En una reciente entrevista, Verónika Mendoza, precandidata presidencial de Juntos por el Perú, lanzó una propuesta con resonancia histórica. Hablando sobre los desafíos que enfrentan los campesinos hoy, mencionó que “necesitamos una segunda reforma agraria en el país”.
Luego de esta frase, cargada de recuerdos y controversia, la excongresista procedió a matizar su idea. Indicó que se trataba de una iniciativa con el objetivo de “reformar el Estado para que pueda impulsar políticas de apoyo a este sector estratégico, con programas de riego, de compras públicas, de asistencia técnica, de crédito barato con una banca de fomento, por ejemplo, que hoy no tenemos”.
Como se sabe, la reforma agraria pasada supuso la confiscación de tierras para ser otorgadas a pequeños agricultores –principalmente organizados en cooperativas y sociedades agrícolas–, iniciada en 1969 por la dictadura militar de Juan Velasco Alvarado. Naturalmente, ello fue un proceso muy distinto al descrito por la lideresa. Las condiciones políticas y económicas actuales, en el Perú y en el mundo, no son similares a las que gatillaron la reforma agraria de finales de los 60, de modo que debería estar fuera de discusión que se regrese a medidas de ese tipo.
La precandidata Mendoza lo sabe y, por ello, su recetario de lo que abarcaría una llamada segunda reforma agraria no incluye la esencia de la reforma agraria original: a saber, la confiscación y reasignación de tierras (confiscación que, por lo demás, y dado que a los propietarios se los ‘compensó’ con bonos agrarios que, en realidad, nunca se pagaron, se trató de poco menos que un robo). Pero la excongresista también sabe que la alusión –aunque incorrecta y forzada– a la reforma que destruyó los complejos agroindustriales de la costa evoca el tipo de pasiones políticas que ella cultiva. No deja de ser paradójico que las consecuencias de la reforma agraria, con la atomización de tierras y la descapitalización del campo subsiguientes, hayan sido precisamente parte de los motivos por los que el agro permanece rezagado en el país.

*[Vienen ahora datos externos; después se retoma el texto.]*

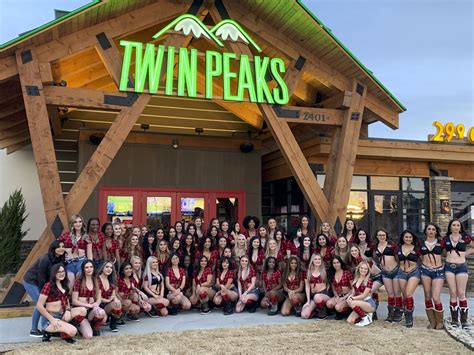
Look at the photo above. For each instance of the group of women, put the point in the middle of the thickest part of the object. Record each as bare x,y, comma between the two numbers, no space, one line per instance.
96,274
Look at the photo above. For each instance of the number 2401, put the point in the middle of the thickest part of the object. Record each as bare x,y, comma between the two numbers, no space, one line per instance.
445,133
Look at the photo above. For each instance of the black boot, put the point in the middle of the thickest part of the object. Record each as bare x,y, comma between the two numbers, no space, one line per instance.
464,312
454,316
409,318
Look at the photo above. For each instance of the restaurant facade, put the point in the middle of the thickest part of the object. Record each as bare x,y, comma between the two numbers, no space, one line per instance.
159,111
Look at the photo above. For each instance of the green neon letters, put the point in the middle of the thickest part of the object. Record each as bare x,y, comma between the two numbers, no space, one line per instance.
241,78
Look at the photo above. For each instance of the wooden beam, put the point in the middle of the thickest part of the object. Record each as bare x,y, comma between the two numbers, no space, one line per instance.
341,162
117,27
310,115
297,162
341,101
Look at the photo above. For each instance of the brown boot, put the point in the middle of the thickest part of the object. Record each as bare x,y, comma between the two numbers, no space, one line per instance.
430,313
439,320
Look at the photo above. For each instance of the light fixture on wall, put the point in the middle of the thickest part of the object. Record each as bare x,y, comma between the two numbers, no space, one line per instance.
175,143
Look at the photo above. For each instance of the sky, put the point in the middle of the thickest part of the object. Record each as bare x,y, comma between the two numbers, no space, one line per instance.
421,50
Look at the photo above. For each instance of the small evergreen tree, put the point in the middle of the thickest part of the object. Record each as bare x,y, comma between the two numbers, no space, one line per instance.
12,216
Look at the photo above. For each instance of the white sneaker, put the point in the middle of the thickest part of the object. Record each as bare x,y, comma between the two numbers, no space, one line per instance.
363,322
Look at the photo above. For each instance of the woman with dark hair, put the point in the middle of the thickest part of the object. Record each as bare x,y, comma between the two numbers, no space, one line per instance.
111,233
251,223
175,282
110,303
256,254
154,286
408,274
86,293
246,284
316,286
38,275
226,292
202,285
205,249
149,245
78,247
341,286
323,248
125,291
293,285
458,245
386,253
349,231
53,304
97,240
305,227
305,252
432,275
359,300
271,280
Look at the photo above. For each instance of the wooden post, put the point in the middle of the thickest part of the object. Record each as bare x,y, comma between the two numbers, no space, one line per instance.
45,157
341,160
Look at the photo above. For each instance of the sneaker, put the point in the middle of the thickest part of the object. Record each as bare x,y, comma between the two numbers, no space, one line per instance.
134,318
35,333
363,322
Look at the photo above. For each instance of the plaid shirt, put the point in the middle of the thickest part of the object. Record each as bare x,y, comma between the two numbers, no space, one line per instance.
81,244
55,295
271,282
229,275
123,289
176,281
84,291
345,281
103,292
246,283
293,284
360,290
203,279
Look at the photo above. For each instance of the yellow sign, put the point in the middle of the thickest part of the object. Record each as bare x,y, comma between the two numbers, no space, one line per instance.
446,133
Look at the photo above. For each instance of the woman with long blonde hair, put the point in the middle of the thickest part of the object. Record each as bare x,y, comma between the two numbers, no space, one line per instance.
360,300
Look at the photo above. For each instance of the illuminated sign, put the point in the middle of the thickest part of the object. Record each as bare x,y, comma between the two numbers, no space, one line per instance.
250,76
446,133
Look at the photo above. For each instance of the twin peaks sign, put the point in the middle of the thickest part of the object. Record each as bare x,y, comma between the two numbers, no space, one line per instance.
241,77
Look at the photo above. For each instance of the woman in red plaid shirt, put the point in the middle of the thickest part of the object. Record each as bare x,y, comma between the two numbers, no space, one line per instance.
271,279
360,301
125,291
316,289
53,305
175,282
86,293
246,284
78,247
226,292
202,285
293,285
154,286
341,286
110,303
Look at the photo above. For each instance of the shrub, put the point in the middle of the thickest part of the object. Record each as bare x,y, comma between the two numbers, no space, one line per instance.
12,216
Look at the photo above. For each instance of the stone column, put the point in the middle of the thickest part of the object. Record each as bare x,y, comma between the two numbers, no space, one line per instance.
440,191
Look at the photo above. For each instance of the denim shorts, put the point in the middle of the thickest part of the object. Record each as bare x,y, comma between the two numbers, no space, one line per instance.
45,322
455,268
392,274
408,275
437,273
371,301
74,265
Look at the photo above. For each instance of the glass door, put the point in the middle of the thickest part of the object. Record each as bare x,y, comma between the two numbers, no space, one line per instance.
386,213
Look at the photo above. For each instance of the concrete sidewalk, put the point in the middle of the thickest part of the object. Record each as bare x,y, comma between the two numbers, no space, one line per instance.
16,330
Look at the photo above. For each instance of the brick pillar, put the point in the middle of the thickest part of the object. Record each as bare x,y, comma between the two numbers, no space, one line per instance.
440,190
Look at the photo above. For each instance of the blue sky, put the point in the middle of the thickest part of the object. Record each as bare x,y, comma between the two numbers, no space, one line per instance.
422,50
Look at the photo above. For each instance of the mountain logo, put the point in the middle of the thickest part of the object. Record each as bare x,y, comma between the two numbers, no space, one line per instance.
225,30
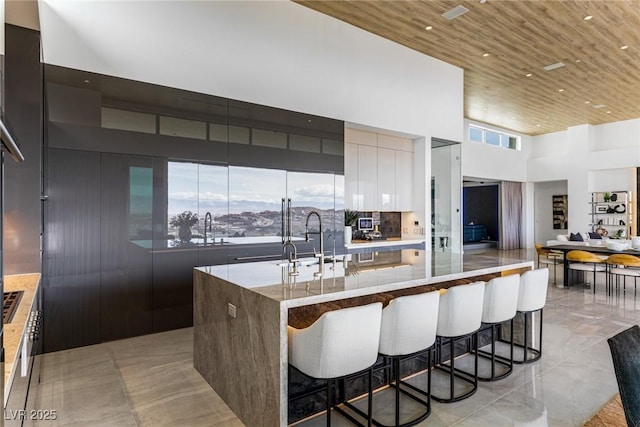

Aun reconociendo que la redistribución de tierras no forma parte del repertorio sugerido, no todas las medidas expuestas por la señora Mendoza en su plan agrario serían igual de razonables. La banca de fomento para el agro, por ejemplo, ha sufrido innumerables pérdidas y problemas de gestión a lo largo de décadas sin terminar de resolver la falta de capitalización del pequeño agricultor. Las compras públicas obligatorias, por su lado, alteran el rol del Estado y lo convierten en cliente antes que en facilitador del comercio, con todas las consecuencias políticas que ello conlleva.
El camino, más bien, pasa por una política decidida de mejora de la productividad del sector agrícola. De acuerdo con el Banco Mundial, son seis las prioridades de acción durante los próximos años: promover la innovación, fortalecer la entrega de insumos y servicios de asesoría técnica, crear capacidades a través de educación y entrenamiento, abrir acceso a mercados para los productos, promover un mercado de tierras efectivo y facilitar el manejo de riesgo a través de seguros. De acuerdo con la institución, los avances de la agricultura en los últimos años han sido decisivos para la reducción de la pobreza extrema en el último tiempo, pero la productividad en algunas regiones de la sierra y de la selva ha avanzado poco.
Con uno de cada cinco peruanos dedicado a la labor agrícola, muchos de ellos en condición de suma vulnerabilidad, es claro que este debe ser un punto central de la agenda política. Pero esta discusión debe ser abordada con responsabilidad y sin caer en alusiones efectistas que desvían la atención de las verdaderas prioridades del campo.